Our lunchtime meeting this week featured a talk by George (@ilovehermind), one of our junior doctors on health issues in older LGBT people. It was incredibly thought provoking. It’s rare that a presentation makes me want to immediately go and learn more. However as I soon discovered there was very little to find.
First up I went to the British Geriatrics Society website and typed ‘LGBT’ into the search facility. No results. Hmmmm…. disappointing. I then tried typing ‘Gay’ – nothing again. In fact despite typing an array of acronyms and looking amongst the various headings I couldn’t find anything.
I tried Health Improvement Scotland. They’re bound to have something I thought. Eh, that’s a no too.
I was starting to get annoyed….
Eventually I was able to find the articles that George had referenced in her talk. What I hadn’t really appreciated until now was the range of issues that our older LGBT community faces. More over how little attention or recognition they receive.
I am also slightly ashamed to say the issues raised had never really crossed my mind. I guess I have always considered myself to be the type of person who doesn’t pay all that much attention to perceived differences. I will treat people the same whoever they are.
That said over the next couple of days I began to reflect on my own practice. To my knowledge I have looked after only a few older LGBT people. I have never asked nor have I made assumptions.
Is this wrong?
I’m beginning to wonder if it is.
I have been corrected on many occasions by the women who I have said hello to as ‘Mrs’ only to be told ‘it’s Miss’.

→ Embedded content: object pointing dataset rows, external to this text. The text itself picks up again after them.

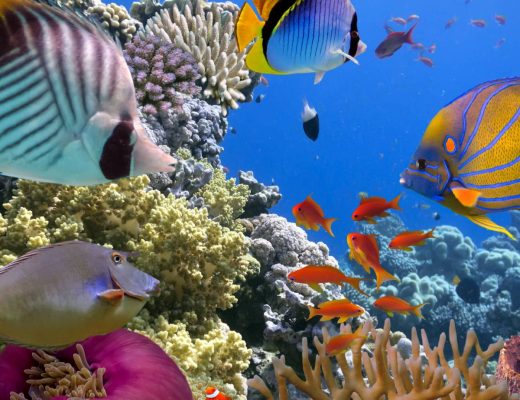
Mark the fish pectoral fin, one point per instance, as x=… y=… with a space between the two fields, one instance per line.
x=346 y=55
x=318 y=77
x=316 y=287
x=112 y=295
x=466 y=197
x=485 y=222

Then there was the man who I looked after years ago with the low impact hip fracture. He told us some weeks later that in fact he had been born female but had been brought up and identified as being male. This was told to us in confidence and I’m very honoured that he felt he could share that. However when a well intentioned Healthcare Assistant shaved the beard he had been trying to grow for months the devastation felt by all was awful. He never said not to and she just assumed he would want to look well groomed. Now I appreciate that’s a very specific story but it has stayed with me. What could we have done differently? Each time I come up blank…. The story came back to mind when I read this quote:
‘Coming out’ is an on-going, dynamic process. Every unfamiliar person and place (such as a hospital or nursing home) demands yet another decision about disclosure. (Age UK)

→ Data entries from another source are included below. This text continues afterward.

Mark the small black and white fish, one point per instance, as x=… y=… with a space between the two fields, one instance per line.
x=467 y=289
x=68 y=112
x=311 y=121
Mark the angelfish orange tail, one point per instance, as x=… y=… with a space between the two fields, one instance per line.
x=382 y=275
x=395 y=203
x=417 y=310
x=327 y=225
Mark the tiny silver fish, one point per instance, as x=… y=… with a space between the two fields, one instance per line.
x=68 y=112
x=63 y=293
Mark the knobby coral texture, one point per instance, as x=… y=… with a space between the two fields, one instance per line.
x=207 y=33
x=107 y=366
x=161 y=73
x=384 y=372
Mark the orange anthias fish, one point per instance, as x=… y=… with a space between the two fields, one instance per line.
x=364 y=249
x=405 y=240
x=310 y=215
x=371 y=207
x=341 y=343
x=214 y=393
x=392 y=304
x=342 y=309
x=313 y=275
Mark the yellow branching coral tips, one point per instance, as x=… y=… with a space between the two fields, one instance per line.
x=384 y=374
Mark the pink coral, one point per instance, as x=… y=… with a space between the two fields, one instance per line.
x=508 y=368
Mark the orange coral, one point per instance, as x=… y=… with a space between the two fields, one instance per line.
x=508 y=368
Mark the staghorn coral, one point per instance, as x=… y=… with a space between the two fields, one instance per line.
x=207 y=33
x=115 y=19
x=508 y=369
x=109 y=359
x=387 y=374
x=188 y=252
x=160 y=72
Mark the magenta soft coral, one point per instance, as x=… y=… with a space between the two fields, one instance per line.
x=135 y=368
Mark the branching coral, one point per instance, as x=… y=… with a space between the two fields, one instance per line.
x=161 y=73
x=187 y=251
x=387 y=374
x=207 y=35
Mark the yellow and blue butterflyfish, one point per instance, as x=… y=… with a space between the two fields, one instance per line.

So as we talk about frailty and all the other conditions that occur in old age I don’t recall any conversation about the needs of the LGBT community in old age.
Are they any different? In some respects yes but in ways I hadn’t really considered before. There is a higher proportion who drink alcohol and/or take drugs. We are also now seeing approximately a third of newly diagnosed HIV cases in the over 50yrs and 5% are >65yrs.
However what I hadn’t appreciated was the issue around social care and loneliness. The combination of family estrangement and/or no children leading to social isolation and lack of support network. Some good news and an attempt to address this lies in Manchester City Council opening the first LGBT care home:
To be honest George’s talk was a real eye opener for me. I became a Geriatrician because I believed that older people were largely the forgotten mass who got a rubbish deal from the NHS. I wanted to be their advocate. I now realise that I have been somewhat blind to a group of people within this. I am delighted that Geriatrics is now front and centre in the NHS. However I feel we may have some way to go to ensure that all older people receive the care they deserve and are entitled to.